Next steps for Inform 6 compiler

I make a few assumptions here:

  1. That text compression are most valuable when you’re trying to fit games to 8-bit scene. For other formats you have 512kB (Z8) or 2MB (Glulx) and I don’t know of any game that have used this much text.
  2. The Z-machine standard is “fixed”. Meaning that no decompressing is done by the interpreter. Otherwise the use for compressing with LZ77 would be unusable because there exists no interpreter that could decompress the text.
  3. LZ77 with rolling buffer is not feasable because there is not enough memory available to allocate a buffer of usable size.

Routines as you suggest sounds to me to introduce quite a bit overhead, but I don’t know how much. Remember that ZASCII use 5 bits for each character and bunch them together in 2 bytes that contains 3 characters so each string are optimally of a length dividable by 3. When I run extraction of abbreviations of Z3-files the last abbreviations found (abbrev 80 - 96) are often small saves, usally under 75 bytes each. The escape-char to insert an abbreviation is quite small and if you replace an abbreviation with a CONSTANT or a GLOBAL the savings are often lost because the escape for these costs more and the replacement abbreviations that are found can’t compensate for this.

I’m having a hard time seeing how a compress/decompress without z-machine support and a rolling buffer could save much more space than the current system with abbreviations does. 96 abbreviations are a bit limiting but could be extended by using CONSTANTs and/or GLOBALs for common phrases. See the work that was done with Mini-Zork II over in this thread.

Am I missing something obvious?

2 Likes

The key takeaway is that each LZ77 marker is a potential Abbreviation lookup table entry.

You can use internal Abbreviation, which is quite efficient, and LZ77 compression method is near optimal in finding text snippets to compress.

If more compression is desired than what Abbreviation is available, then use your own look up table system.

Have you tried using GLOBALs for big saves and Abbreviation for small ones?

The manual snippet suggests that Routine saves 2 bytes per entry as compared to static array. I haven’t checked that, however.

These are examples in ZILF, but…

This was done alot in Mini-Zork II. If you look at the bottom of GLOBALS.ZIL you’ll see how it’s done there.

Note that if you can you should use GLOBALs (saves one byte extra) instead of CONSTANTs. The downside is that GLOBALs are a limited resource.

There is also a discussion here and here for doing this automatically for the ZILF compiler.

2 Likes

I think you mean 2 GB for Glulx.

Yes, of course…

HOW MUCH WOOD CAN A WOODCHUCK CHUCK IF A WOODCHUCK CAN CHUCK WOOD

What if I split the stream of LZ77 into table and text?

TABLE=" WOODCHUCK A CAN "
TEXT="HOW MUCH(0,5)(12,5)A(0,11)(5,6)IF(10,3)(0,11)(13,4)(5,6)(1,4)"

TABLE=" A WOODCHUCK CAN "
TEXT="HOW MUCH(2,5)(12,5)(1,12)(7,6)IF(0,17)(7,6)(3,4)"

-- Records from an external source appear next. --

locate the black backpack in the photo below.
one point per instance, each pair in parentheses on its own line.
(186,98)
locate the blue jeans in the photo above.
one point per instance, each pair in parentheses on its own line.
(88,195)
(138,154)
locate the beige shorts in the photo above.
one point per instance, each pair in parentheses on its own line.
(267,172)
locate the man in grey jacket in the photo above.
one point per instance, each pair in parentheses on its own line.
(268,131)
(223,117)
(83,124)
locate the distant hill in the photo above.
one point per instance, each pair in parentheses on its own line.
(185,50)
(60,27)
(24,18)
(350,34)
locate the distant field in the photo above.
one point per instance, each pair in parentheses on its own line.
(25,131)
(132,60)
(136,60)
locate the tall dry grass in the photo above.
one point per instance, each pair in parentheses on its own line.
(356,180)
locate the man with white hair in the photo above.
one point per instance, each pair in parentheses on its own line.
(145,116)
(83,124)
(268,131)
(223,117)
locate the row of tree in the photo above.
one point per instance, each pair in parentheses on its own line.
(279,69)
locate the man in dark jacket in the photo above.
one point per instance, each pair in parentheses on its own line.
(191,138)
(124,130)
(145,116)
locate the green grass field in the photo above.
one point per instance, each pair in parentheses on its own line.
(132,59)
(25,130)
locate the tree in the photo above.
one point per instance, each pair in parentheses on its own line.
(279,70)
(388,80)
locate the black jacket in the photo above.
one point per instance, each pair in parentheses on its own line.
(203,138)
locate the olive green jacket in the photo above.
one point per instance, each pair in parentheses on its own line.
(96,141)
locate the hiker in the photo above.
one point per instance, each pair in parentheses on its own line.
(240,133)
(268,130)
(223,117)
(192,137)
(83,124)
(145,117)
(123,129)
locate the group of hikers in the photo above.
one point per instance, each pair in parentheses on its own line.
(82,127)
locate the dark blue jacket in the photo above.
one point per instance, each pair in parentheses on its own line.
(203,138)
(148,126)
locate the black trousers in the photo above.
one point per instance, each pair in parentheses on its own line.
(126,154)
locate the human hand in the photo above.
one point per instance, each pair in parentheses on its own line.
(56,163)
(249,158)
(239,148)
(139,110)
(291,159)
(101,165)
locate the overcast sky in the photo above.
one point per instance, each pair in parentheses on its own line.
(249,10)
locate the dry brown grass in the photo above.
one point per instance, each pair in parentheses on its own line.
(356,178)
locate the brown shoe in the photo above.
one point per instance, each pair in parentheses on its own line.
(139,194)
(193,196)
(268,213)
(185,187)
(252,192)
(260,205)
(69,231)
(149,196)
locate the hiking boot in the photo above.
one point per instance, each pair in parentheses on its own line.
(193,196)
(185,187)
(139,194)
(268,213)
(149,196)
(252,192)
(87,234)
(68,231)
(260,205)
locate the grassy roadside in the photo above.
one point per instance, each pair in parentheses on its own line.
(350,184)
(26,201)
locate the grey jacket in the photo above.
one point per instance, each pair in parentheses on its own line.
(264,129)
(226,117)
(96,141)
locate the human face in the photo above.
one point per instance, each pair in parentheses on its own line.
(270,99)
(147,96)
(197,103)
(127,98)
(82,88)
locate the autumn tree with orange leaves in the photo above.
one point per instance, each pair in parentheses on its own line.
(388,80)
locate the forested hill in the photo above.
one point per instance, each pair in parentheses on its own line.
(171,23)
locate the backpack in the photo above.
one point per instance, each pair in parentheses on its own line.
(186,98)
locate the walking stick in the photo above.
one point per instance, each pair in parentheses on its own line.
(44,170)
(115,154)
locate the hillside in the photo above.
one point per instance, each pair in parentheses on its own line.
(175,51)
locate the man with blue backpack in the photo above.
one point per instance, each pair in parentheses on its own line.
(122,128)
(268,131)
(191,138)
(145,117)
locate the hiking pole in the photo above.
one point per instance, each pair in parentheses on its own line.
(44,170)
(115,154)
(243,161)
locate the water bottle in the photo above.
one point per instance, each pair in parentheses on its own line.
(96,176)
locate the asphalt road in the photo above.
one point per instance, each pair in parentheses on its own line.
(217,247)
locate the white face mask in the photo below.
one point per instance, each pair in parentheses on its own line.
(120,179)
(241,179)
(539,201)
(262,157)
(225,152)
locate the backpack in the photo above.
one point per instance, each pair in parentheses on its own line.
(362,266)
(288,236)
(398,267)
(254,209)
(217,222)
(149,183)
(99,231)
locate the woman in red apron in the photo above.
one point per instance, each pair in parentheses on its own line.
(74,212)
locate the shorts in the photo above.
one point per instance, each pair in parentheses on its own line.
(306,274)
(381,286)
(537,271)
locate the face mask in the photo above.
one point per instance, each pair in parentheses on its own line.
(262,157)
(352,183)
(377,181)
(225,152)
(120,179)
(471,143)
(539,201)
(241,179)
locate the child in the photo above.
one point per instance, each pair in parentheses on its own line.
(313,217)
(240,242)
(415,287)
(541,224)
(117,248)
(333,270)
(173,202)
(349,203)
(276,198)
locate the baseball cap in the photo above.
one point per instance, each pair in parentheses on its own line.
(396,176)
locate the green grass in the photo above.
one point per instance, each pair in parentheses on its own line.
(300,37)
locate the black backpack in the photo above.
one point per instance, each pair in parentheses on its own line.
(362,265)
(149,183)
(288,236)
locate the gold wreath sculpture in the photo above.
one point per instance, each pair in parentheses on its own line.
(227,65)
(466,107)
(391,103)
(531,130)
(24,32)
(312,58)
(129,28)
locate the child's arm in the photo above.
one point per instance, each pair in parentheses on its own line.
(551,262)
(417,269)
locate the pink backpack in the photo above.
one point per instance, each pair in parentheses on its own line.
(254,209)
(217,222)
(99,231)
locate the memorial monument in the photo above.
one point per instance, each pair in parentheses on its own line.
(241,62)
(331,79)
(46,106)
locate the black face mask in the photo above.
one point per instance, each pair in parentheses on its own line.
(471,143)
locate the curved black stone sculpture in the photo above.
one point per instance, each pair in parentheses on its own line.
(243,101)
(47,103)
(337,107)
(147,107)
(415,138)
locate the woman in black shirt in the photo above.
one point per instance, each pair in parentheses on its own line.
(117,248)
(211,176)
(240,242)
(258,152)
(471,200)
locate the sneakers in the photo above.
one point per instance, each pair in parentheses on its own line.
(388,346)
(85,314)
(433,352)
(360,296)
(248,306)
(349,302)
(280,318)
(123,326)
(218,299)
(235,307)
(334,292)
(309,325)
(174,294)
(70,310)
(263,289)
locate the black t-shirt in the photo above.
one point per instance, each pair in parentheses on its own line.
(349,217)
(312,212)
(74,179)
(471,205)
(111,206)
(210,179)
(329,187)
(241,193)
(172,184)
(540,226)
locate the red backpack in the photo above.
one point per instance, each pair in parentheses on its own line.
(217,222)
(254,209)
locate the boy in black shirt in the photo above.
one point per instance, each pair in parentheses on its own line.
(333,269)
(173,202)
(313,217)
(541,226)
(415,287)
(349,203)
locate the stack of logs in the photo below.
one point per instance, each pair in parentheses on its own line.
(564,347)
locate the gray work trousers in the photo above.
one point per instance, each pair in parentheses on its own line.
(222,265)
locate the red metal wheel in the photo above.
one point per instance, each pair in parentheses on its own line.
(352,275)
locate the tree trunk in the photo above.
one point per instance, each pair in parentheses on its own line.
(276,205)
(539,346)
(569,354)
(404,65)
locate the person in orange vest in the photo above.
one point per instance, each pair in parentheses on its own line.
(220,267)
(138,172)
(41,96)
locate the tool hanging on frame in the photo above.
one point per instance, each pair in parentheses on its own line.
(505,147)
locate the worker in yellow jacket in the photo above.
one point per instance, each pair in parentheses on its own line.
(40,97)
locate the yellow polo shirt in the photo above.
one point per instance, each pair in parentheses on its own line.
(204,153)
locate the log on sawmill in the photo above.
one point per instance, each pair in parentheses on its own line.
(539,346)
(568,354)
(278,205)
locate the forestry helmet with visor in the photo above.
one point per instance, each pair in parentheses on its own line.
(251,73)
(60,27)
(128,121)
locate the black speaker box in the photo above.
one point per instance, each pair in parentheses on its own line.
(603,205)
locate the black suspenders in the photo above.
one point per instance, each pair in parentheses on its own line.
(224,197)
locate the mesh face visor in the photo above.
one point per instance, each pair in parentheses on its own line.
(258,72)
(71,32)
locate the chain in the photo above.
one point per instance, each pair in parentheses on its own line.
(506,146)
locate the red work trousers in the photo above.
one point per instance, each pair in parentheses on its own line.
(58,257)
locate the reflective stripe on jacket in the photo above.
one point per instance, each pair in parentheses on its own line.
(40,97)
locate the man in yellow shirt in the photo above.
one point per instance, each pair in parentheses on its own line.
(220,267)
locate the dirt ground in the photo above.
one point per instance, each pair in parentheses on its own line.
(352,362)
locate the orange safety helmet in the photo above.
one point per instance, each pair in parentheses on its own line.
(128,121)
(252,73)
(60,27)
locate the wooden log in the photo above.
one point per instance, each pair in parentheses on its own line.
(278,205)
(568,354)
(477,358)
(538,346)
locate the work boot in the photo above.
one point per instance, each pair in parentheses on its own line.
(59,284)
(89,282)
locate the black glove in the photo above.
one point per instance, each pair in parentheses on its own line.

The difference between this and traditional LZ77 is that it’s no longer streaming with rolling buffer, thus must load all table entries into one long string all at once. Like LZ77, there’s no waste of storage, and you still have the flexibility of keeping short clips in actual text.

Notice also the possibility of optimization by rearranging the text of the table, although process will surely take longer than LZ77 compression algorithm.

The question then is what is the maximum length of Inform strings( I think 256, as opposed to unlimited), and can I access it per individual characters, instead of only as a whole.

Those of you who are knowledgeable about algorithms, has this been done before? If so, by who? Any reference?

Pretty much any simple scheme for text compression has been tried before. I don’t know if this one has a name. It might turn out to be impractical as the offset/length pairs could just be too large.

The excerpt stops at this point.